REPUBLIKA.CO.ID, JAKARTA — Badan Pusat Statistik (BPS) mencatat angkutan laut di Indonesia tumbuh 5,2 persen pada periode Mei- September 2020. Dengan adanya peningkatan tersebut, Chairman Supply Chain Indonedia (SCI) Setijadi menngatakan para pelaku usaha dan pemangku kepentingan di sektor maritim masih perlu meningkatkan efisiensi transportasi laut.
“Peningkatan efisiensi ini agar dapat berperan penting dalam pemulihan ekonomi Indonesia,” kata Setijadi, Kamis (5/11).
Dia menjelaskan, efisiensi sektor maritim sangat dipengaruhi oleh pemahaman para pemangku kepentingan terhadap supply chain management (SCM) sektor tersebut. Setijadi mengatakan, pemahaman SCM itu harus komprehensif dan secara end-to-end karena efisiensi logistik tidak hanya dipengaruhi oleh proses kepelabuhanan maupun pelayaran.

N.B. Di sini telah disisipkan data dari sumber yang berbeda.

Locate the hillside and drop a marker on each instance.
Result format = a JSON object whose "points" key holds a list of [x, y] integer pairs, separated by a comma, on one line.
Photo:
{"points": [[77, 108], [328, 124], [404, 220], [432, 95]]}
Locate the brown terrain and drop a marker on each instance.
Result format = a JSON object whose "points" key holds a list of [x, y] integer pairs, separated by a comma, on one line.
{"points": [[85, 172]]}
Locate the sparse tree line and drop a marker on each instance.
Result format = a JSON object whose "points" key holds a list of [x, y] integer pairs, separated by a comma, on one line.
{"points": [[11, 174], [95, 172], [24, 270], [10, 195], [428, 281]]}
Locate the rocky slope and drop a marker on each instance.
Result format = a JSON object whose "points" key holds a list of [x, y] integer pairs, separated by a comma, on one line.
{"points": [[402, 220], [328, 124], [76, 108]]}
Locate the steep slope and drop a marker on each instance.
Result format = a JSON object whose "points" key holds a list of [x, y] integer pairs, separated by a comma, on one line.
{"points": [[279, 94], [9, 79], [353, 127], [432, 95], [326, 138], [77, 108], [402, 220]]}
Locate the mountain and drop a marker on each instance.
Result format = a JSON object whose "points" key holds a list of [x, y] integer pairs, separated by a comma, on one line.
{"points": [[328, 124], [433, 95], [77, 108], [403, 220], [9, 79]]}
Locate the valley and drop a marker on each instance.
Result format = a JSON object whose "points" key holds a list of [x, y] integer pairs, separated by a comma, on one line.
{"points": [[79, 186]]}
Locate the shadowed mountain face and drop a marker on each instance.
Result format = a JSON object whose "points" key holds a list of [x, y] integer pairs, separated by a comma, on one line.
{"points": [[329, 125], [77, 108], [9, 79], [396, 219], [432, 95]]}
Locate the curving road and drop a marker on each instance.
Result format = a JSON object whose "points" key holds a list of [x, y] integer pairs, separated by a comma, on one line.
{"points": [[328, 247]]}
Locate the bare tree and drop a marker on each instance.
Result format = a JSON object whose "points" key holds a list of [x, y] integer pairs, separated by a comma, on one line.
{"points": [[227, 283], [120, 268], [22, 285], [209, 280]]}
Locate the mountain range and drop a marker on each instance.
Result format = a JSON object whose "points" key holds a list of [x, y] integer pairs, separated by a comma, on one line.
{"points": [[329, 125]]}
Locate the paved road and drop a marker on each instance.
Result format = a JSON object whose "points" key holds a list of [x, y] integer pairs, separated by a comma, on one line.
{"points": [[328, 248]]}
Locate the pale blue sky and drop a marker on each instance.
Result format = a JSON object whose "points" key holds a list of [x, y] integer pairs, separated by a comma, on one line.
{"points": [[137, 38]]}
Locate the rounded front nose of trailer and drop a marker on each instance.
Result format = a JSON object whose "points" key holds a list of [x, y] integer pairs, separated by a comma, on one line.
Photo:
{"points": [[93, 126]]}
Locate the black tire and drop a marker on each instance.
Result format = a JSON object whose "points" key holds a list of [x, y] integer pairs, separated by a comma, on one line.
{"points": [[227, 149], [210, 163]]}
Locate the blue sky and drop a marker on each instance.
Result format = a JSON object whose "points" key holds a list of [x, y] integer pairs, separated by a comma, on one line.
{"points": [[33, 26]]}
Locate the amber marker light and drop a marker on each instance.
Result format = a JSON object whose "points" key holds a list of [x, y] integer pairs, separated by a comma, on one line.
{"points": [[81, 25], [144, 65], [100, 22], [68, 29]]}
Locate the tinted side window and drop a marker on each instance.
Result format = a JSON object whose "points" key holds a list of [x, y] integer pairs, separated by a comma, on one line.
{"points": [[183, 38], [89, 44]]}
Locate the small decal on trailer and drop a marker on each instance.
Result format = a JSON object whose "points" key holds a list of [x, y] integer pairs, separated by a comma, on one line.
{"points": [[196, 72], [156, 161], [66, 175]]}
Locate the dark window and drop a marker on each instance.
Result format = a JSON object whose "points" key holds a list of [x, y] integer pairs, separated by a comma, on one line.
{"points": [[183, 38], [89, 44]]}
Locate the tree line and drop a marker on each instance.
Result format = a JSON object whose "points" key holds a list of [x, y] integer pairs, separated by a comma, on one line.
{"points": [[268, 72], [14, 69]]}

Mengacu analisis INSA dan PT Pelayaran Nasional Indonesia (Persero) atau Pelni, kata dia, biaya kepelabuhanan sekitar 31 persen dan transportasi laut sekitar 19 persen dari keseluruhan biaya transportasi. Sementara, itu, biaya transportasi di wilayah asal dan tujuan justru lebih besar,m yaitu sekitar 50 persen.
Setijadi mengatakan, proses kepelabuhanan dan pelayaran harus melibatkan operator terminal, forwarder, port agent, liner agent, dan shipping company. “Sementara proses di darat terutama melibatkan pengirim barang dan penerima barang, serta forwarder dan perusahaan transportasi,” jelas Setijadi.
Untuk itu, Setijadi mengatakan para pelaku usaha di sektor maritim harus memahami kompleksitas sektor maritim dan peran para pemangku kepentingan dalam sektor tersebut. Termasuk juga sekitar 18 instansi atau pihak dalam proses kepelabuhanan.
Dengan mempertimbangkan kompleksitas sektor maritim dan kebutuhan kompetensi SDM, Setijadi memastikan SCI akan menyelenggarakan Program e-Training dan e-Certification ‘SCM for Maritime Sector’ Batch 2 pada 9-30 November 2020. Materi program mengacu kepada Standar Kompetensi Kerja Nasional Indonesia (SKKNI) dan permasalahan riil di sektor maritim.